Nach Jahren rückläufiger Zahlen kamen 2023 wieder mehr Immobilien unter den Hammer. Inflation, schwache Konjunktur und Immobilienkrise hinterlassen Spuren. Regional gibt es große Unterschiede.
Ratingen. Erstmals seit Jahren sind in Deutschland wieder mehr Immobilien zwangsversteigert worden. Nach Recherchen des Fachverlags Argetra wurden 2023 Gerichtsverfahren für 12.332 Häuser, Wohnungen und Grundstücke eröffnet, etwas mehr als im Vorjahr mit 12.077 Immobilien. Der Wert der zwangsversteigerten Immobilien stieg um 15 Prozent auf 3,87 Milliarden Euro. Für den am Freitag veröffentlichten Bericht wertete Argetra die Zwangsversteigerungstermine an allen knapp 500 Amtsgerichten in Deutschland aus.
Eine „toxische Mischung aus schwacher Konjunktur, hoher Inflation und einem schwachen Immobilienmarkt“ zeige Wirkung bei den Bürgern, schreiben die Autoren von Argetra. Anders als in den Vorjahren, als praktisch jede Immobilie verkauft werden konnte, sei die Nachfrage nach Immobilien deutlich gesunken. In den kommenden Jahren sei mit einem deutlichen Anstieg der Zwangsversteigerungen zu rechnen.
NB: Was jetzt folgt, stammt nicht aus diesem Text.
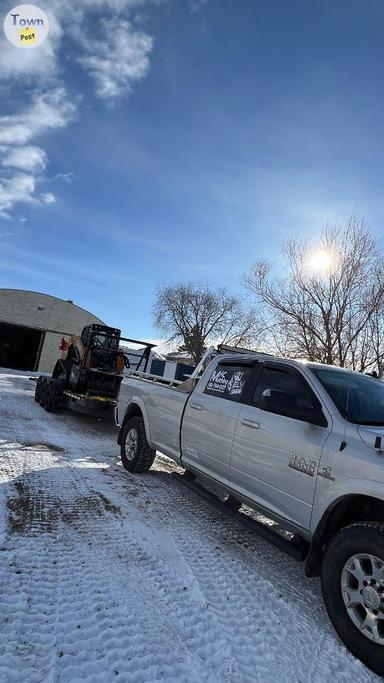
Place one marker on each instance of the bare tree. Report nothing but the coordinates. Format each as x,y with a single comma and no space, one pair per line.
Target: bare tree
194,314
329,307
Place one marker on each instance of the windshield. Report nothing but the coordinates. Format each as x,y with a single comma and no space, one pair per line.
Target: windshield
105,342
359,398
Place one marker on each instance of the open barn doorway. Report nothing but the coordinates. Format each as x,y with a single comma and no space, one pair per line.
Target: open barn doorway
20,347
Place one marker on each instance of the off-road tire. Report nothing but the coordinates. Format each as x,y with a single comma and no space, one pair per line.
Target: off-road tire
43,391
360,538
53,396
144,455
38,389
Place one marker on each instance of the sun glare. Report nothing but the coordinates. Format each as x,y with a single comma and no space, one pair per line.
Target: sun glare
321,261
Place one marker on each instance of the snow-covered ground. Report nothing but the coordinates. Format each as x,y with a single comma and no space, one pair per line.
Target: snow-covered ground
106,576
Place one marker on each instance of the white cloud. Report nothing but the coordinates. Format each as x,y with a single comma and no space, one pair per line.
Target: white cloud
118,59
22,163
18,188
27,158
47,198
112,51
65,177
48,111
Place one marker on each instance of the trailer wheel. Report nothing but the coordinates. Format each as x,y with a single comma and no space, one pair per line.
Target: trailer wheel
136,454
38,389
52,396
352,580
43,391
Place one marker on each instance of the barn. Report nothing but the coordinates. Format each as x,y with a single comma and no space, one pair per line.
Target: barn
31,326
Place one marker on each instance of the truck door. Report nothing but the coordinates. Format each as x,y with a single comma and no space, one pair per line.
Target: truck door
278,442
210,418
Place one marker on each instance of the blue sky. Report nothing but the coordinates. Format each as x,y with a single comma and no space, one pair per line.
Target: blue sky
149,142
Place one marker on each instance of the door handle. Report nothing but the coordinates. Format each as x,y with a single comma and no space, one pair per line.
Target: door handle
196,406
251,423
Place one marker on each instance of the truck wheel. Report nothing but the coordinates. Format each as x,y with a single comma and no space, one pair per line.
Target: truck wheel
43,391
51,396
136,454
352,579
38,389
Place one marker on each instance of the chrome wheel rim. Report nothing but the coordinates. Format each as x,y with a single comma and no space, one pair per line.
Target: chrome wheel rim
362,588
131,444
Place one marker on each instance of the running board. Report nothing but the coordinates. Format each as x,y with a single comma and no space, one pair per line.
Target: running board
297,547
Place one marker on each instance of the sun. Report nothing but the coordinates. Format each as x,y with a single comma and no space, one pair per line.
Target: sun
321,261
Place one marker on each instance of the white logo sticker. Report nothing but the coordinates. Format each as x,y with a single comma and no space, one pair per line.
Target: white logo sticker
26,26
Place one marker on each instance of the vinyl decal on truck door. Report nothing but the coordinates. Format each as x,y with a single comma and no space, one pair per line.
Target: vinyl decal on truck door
210,418
277,449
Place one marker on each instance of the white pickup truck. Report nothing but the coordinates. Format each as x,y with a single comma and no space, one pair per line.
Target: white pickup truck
302,443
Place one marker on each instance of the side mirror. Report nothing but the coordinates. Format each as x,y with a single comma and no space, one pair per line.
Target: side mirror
313,416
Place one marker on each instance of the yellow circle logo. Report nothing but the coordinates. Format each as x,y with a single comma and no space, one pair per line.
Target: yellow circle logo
26,26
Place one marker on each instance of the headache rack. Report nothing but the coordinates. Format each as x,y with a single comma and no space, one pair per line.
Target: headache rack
142,355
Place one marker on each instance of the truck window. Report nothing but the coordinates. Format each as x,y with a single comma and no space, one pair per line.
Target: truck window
283,392
228,381
359,398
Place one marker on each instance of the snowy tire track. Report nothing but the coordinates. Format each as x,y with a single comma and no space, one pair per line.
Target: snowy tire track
110,576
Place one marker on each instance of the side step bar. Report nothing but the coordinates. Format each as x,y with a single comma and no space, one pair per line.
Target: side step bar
297,548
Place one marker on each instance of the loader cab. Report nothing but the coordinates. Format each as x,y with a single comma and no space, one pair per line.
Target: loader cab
102,345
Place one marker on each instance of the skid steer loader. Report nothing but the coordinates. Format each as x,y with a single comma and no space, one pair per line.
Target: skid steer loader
88,375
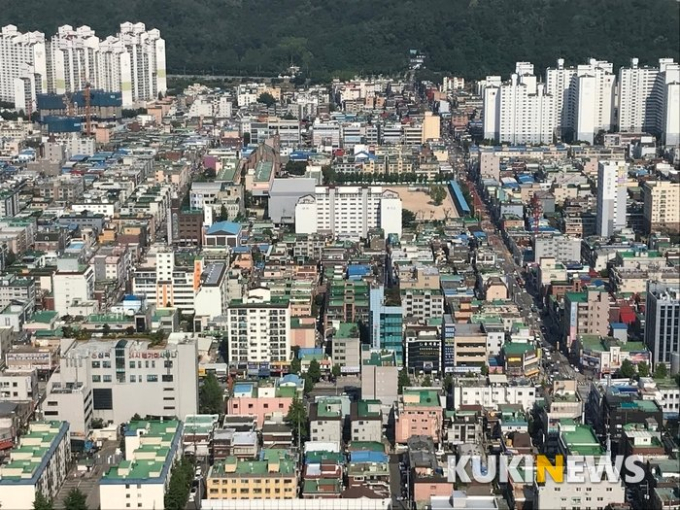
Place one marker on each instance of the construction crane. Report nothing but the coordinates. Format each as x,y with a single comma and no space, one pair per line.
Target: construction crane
68,103
536,207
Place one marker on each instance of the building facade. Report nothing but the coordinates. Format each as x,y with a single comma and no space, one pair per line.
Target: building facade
349,211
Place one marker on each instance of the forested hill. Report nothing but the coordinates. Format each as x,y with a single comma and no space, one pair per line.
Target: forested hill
471,38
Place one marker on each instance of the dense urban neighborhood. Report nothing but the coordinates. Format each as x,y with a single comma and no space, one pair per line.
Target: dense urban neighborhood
403,291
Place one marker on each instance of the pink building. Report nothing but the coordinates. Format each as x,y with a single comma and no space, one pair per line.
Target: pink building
265,399
420,413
Zuvor war die Zahl der Zwangsversteigerungen jahrelang zurückgegangen. Gründe dafür waren die lange Zeit gute Konjunktur, der Immobilienboom und die jahrelang niedrigen Zinsen, die Kredite günstig machten und die Zinslast für Schuldner gering hielten. Bei steigenden Zinsen hatte das Deutsche Institut für Wirtschaftsforschung (DIW) bereits vor mehr Zwangsversteigerungen im Jahr 2022 gewarnt. Auf die Zahl der Zwangsversteigerungen hatten sich die erschwerten Bedingungen aber lange nicht ausgewirkt.
Höchster Anteil an Zwangsversteigerungen in NRW
Gut zwei Drittel der Zwangsversteigerungen im Jahr 2023 betrafen Wohnimmobilien, wobei Ein- und Zweifamilienhäuser den Löwenanteil ausmachten, gefolgt von Eigentumswohnungen, wie Argetra mitteilte. Nur etwa die Hälfte der eröffneten Zwangsversteigerungsverfahren lande vor Gericht. Der Rest der Immobilien werde vor der Versteigerung freihändig verkauft.
Das bevölkerungsreichste Bundesland Nordrhein-Westfalen sei mit einem Anteil von rund 20 Prozent seit Jahren Spitzenreiter bei den Zwangsversteigerungen, hieß es. Demnach waren im Jahr 2023 im Bundesdurchschnitt 30 von 100.000 Haushalten von Zwangsversteigerungen betroffen. In Thüringen lag die Zahl der anberaumten Termine mit 52 mehr als doppelt so hoch wie etwa in Bayern.